Several court cases challenging the U.S. Food and Drug Administration’s issuing of marketing denial orders (MDOs) in response to its review of premarket tobacco product applications are still pending. Last week, three high profile tobacco harm reduction advocates filed their fourth amicus brief in support of companies that are challenging the FDA.
Clive Bates, director of Counterfactual Consulting, David Abrams, a professor of social and behavioral sciences at the NYU College of Global Public Health, and David Sweanor, adjunct professor of law at the University of Ottawa, filed the latest brief in support of Chicago-based Gripum LLC, which has had its MDO temporarily stayed by the court while the FDA’s actions are reviewed.
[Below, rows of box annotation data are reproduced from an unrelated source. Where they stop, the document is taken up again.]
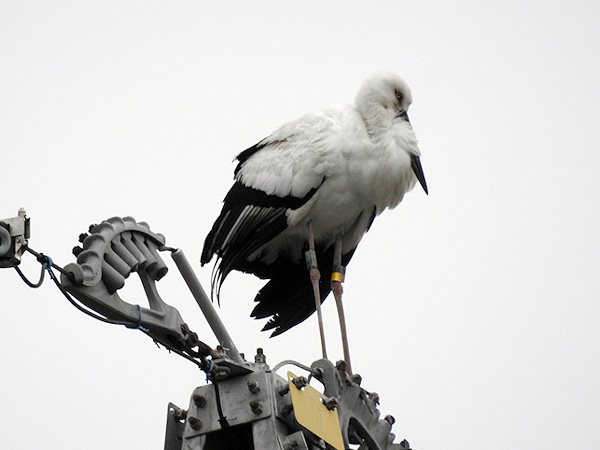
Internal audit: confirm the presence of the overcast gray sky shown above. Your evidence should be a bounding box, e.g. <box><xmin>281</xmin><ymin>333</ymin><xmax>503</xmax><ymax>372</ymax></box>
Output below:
<box><xmin>0</xmin><ymin>1</ymin><xmax>600</xmax><ymax>450</ymax></box>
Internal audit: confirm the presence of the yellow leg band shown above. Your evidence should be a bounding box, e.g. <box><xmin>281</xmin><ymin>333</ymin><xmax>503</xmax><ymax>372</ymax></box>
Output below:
<box><xmin>331</xmin><ymin>272</ymin><xmax>344</xmax><ymax>283</ymax></box>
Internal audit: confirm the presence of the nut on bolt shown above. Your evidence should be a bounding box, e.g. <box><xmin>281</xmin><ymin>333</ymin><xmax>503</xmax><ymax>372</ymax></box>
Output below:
<box><xmin>323</xmin><ymin>397</ymin><xmax>338</xmax><ymax>411</ymax></box>
<box><xmin>246</xmin><ymin>380</ymin><xmax>260</xmax><ymax>394</ymax></box>
<box><xmin>292</xmin><ymin>377</ymin><xmax>308</xmax><ymax>389</ymax></box>
<box><xmin>192</xmin><ymin>394</ymin><xmax>206</xmax><ymax>408</ymax></box>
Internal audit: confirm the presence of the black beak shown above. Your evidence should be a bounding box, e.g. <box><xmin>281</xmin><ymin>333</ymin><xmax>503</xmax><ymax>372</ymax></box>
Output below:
<box><xmin>410</xmin><ymin>155</ymin><xmax>429</xmax><ymax>195</ymax></box>
<box><xmin>396</xmin><ymin>111</ymin><xmax>410</xmax><ymax>123</ymax></box>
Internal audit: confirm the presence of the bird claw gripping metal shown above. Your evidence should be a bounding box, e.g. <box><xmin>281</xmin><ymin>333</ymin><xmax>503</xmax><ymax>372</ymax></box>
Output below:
<box><xmin>61</xmin><ymin>217</ymin><xmax>211</xmax><ymax>357</ymax></box>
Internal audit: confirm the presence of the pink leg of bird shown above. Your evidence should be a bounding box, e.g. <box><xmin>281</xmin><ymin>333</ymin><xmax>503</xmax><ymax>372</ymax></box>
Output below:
<box><xmin>331</xmin><ymin>235</ymin><xmax>352</xmax><ymax>375</ymax></box>
<box><xmin>306</xmin><ymin>220</ymin><xmax>327</xmax><ymax>359</ymax></box>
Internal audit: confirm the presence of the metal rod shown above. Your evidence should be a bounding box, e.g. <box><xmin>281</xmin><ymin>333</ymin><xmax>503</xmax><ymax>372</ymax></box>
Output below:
<box><xmin>308</xmin><ymin>219</ymin><xmax>327</xmax><ymax>359</ymax></box>
<box><xmin>171</xmin><ymin>248</ymin><xmax>243</xmax><ymax>361</ymax></box>
<box><xmin>331</xmin><ymin>235</ymin><xmax>352</xmax><ymax>375</ymax></box>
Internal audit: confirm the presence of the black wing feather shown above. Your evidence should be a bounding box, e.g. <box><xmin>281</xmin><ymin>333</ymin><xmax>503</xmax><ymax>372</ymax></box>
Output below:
<box><xmin>200</xmin><ymin>181</ymin><xmax>319</xmax><ymax>298</ymax></box>
<box><xmin>251</xmin><ymin>245</ymin><xmax>356</xmax><ymax>337</ymax></box>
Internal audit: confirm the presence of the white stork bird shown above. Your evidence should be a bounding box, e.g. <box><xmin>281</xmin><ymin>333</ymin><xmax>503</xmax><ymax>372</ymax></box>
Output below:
<box><xmin>201</xmin><ymin>73</ymin><xmax>427</xmax><ymax>344</ymax></box>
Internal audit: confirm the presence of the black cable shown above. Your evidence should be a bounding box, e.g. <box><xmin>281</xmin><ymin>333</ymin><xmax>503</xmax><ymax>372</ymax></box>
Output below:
<box><xmin>15</xmin><ymin>264</ymin><xmax>47</xmax><ymax>289</ymax></box>
<box><xmin>15</xmin><ymin>247</ymin><xmax>211</xmax><ymax>369</ymax></box>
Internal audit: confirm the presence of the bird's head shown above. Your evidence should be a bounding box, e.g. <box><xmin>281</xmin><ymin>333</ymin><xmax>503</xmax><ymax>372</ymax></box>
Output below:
<box><xmin>356</xmin><ymin>72</ymin><xmax>412</xmax><ymax>134</ymax></box>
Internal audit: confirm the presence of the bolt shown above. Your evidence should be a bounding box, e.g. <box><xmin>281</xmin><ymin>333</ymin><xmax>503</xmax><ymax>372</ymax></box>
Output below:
<box><xmin>281</xmin><ymin>403</ymin><xmax>294</xmax><ymax>417</ymax></box>
<box><xmin>335</xmin><ymin>359</ymin><xmax>347</xmax><ymax>372</ymax></box>
<box><xmin>192</xmin><ymin>394</ymin><xmax>206</xmax><ymax>408</ymax></box>
<box><xmin>369</xmin><ymin>392</ymin><xmax>379</xmax><ymax>405</ymax></box>
<box><xmin>250</xmin><ymin>400</ymin><xmax>262</xmax><ymax>415</ymax></box>
<box><xmin>188</xmin><ymin>416</ymin><xmax>202</xmax><ymax>431</ymax></box>
<box><xmin>171</xmin><ymin>407</ymin><xmax>187</xmax><ymax>422</ymax></box>
<box><xmin>292</xmin><ymin>376</ymin><xmax>308</xmax><ymax>389</ymax></box>
<box><xmin>254</xmin><ymin>347</ymin><xmax>267</xmax><ymax>363</ymax></box>
<box><xmin>246</xmin><ymin>380</ymin><xmax>260</xmax><ymax>394</ymax></box>
<box><xmin>322</xmin><ymin>397</ymin><xmax>338</xmax><ymax>411</ymax></box>
<box><xmin>279</xmin><ymin>384</ymin><xmax>290</xmax><ymax>397</ymax></box>
<box><xmin>283</xmin><ymin>439</ymin><xmax>300</xmax><ymax>450</ymax></box>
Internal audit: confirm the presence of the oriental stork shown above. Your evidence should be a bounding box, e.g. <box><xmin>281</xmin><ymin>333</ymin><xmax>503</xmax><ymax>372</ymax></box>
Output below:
<box><xmin>201</xmin><ymin>72</ymin><xmax>428</xmax><ymax>370</ymax></box>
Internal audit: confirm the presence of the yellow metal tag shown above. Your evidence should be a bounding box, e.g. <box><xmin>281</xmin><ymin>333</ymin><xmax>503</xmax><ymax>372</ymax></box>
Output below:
<box><xmin>288</xmin><ymin>372</ymin><xmax>344</xmax><ymax>450</ymax></box>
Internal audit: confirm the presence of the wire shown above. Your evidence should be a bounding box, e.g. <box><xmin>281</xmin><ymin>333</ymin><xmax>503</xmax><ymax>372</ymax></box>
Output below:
<box><xmin>15</xmin><ymin>265</ymin><xmax>46</xmax><ymax>289</ymax></box>
<box><xmin>15</xmin><ymin>247</ymin><xmax>212</xmax><ymax>373</ymax></box>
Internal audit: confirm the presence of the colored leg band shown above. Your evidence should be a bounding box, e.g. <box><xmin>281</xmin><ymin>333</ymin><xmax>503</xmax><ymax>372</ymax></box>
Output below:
<box><xmin>304</xmin><ymin>250</ymin><xmax>319</xmax><ymax>269</ymax></box>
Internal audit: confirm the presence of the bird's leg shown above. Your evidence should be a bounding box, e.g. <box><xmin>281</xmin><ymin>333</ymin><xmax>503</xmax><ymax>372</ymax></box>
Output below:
<box><xmin>305</xmin><ymin>219</ymin><xmax>327</xmax><ymax>359</ymax></box>
<box><xmin>331</xmin><ymin>234</ymin><xmax>352</xmax><ymax>375</ymax></box>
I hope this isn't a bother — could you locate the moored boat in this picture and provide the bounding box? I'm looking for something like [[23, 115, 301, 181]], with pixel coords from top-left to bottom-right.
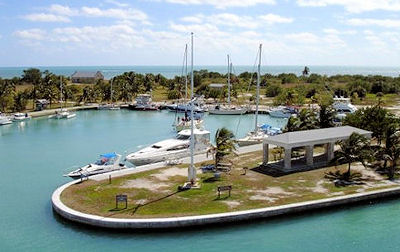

“The PMTA process and [appropriate for the protection of public health] APPH test do not apply to combustible cigarettes, which have a much less onerous path to market; accordingly, the most dangerous products are easily accessible throughout the United States, and their manufacturers do not face the threat of financial ruin from FDA’s regulatory burdens and determinations,” the brief states. “FDA’s regime for evaluating ENDS amounts to a major barrier to entry for less harmful products than cigarettes and unjustified regulatory protection of the incumbent combustible cigarette trade. The harms arising from adult and adolescent cigarette smoking far outweigh the harms arising from youth use of ENDS.”
The group also addressed the FDA’s having established an onerous new standard of evidence in PMTAs. The FDA has admitted to using a “fatal flaw” checklist to deny over one million PMTAs without further consideration because they do not provide randomized controlled trials, cohort studies, or other types of (unspecified) evidence that FDA had retrospectively deemed necessary. They also state that the APPH test doesn’t differentiate between adults and youth.
“The APPH test applies to the ‘population as a whole.’ There is no distinction drawn between adolescents and adults in the Act. In some circumstances, ENDS use can be beneficial to adolescents who would otherwise smoke,” the brief states. “As a matter of policy, FDA chooses to take no account of such benefits to youth, but that approach is incompatible with the APPH test in either the PMTA pre-market review process TCA §910(c)(4) or in rulemaking for setting product standards §907(a)(3).”
The group filed similar briefs in three other cases: Triton v FDA – Fifth Circuit (17 Nov 2021), My Vape Order v FDA – Ninth Circuit (24 Nov) and Bidi Vapor v FDA – Eleventh Circuit (24 Nov).